Gathering of Experts: I’ve heard a lot about LEED. What exactly is LEED?

Peter F. Spittler: LEED stands for Leadership in Energy and Environmental Design.

Gathering of Experts: What does LEED do?

Peter F. Spittler: LEED sets best-practice guidelines and benchmarks in place for energy-efficient building designs. LEED is a third-party, market-driven system, and awards certifications to building designs that meet their marks.

Gathering of Experts: Aren’t there incentives available for LEED compliance?

Peter F. Spittler: Yes, the federal government extends incentives for builders who meet LEED benchmarks.

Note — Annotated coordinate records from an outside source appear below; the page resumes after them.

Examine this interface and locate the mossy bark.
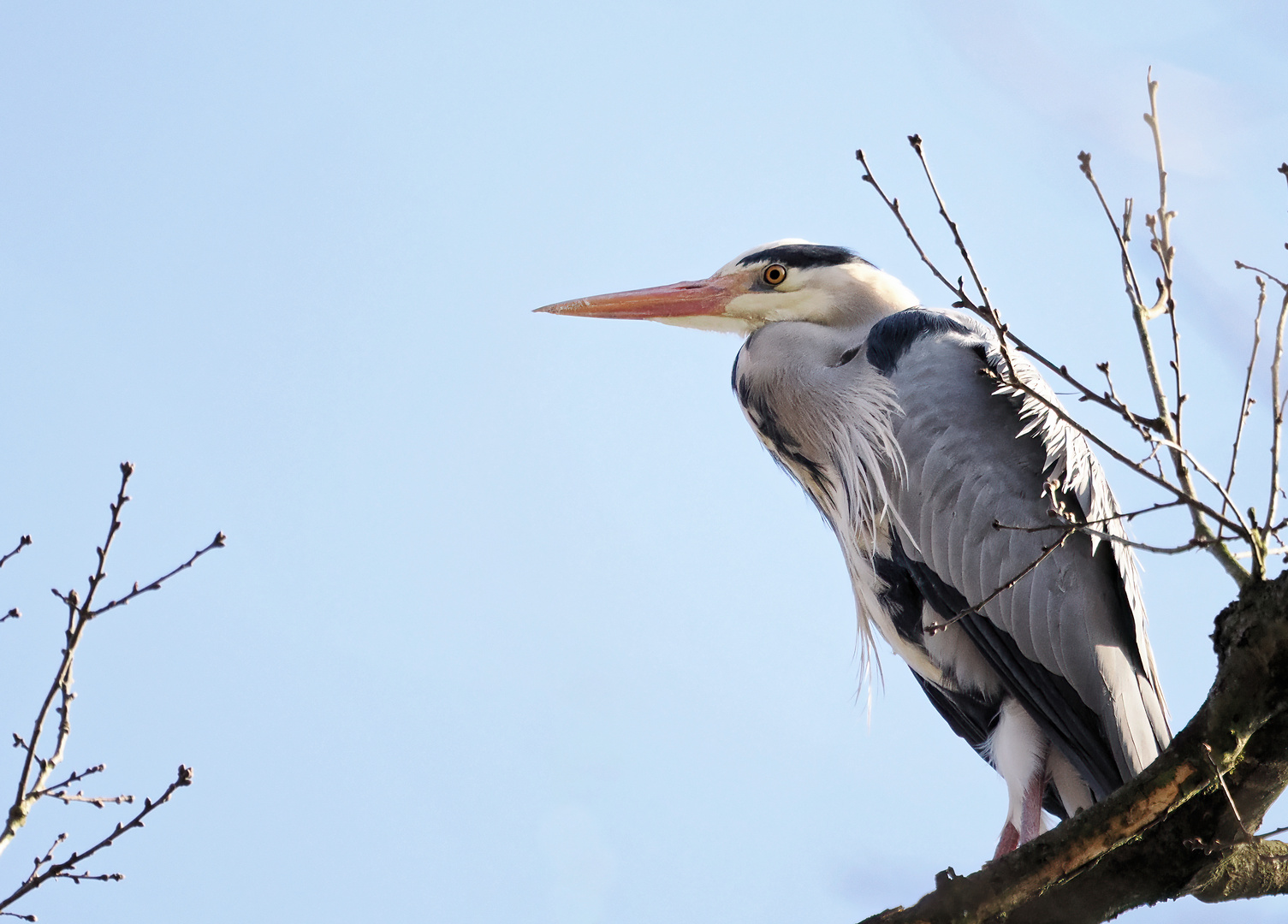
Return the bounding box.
[864,575,1288,924]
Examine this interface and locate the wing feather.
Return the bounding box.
[870,309,1171,798]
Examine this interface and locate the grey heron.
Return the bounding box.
[537,240,1171,856]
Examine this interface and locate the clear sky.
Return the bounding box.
[0,0,1288,924]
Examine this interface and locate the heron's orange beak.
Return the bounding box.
[536,273,751,321]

The deal can be sweetened further with incentives from state and local governments.

Gathering of Experts: What other sorts of misconceptions have you come across in green building?

Peter F. Spittler: One of the most prevalent ones is the idea that all solutions are high-tech! Things like skylights to let in more natural lighting, reflective white roofing material that doesn’t absorb heat, or shade trees to protect buildings during the hottest part of the day…those are all great green building ideas that make a real difference.

Gathering of Experts: Those actually sound like fairly old-fashioned ideas…

Peter F. Spittler: They are. Some of those designs were incorporated into buildings hundreds  of years ago, and we lost sight of them.

Gathering of Experts: Is LEED certification mainly for new construction?

Peter F. Spittler: No, we’ve done plenty of refits of old buildings to bring them into compliance.

Gathering of Experts: Such as?

Peter F. Spittler: The building for the Chronicle-Telegram in Elyria, Ohio is a great example. That building is upwards of 70 years old, and we managed to do a complete overhaul that made it much more energy-efficient without sacrificing the building’s heritage and character.

Gathering of Experts: That’s a great idea!

Peter F. Spittler: Yes, the owners of the paper felt a commitment to their community and didn’t want to leave an abandoned building in the middle of town, so it worked well for all involved.

Gathering of Experts: Thanks for taking some time with us today.

Peter F. Spittler: Absolutely. Glad to do it.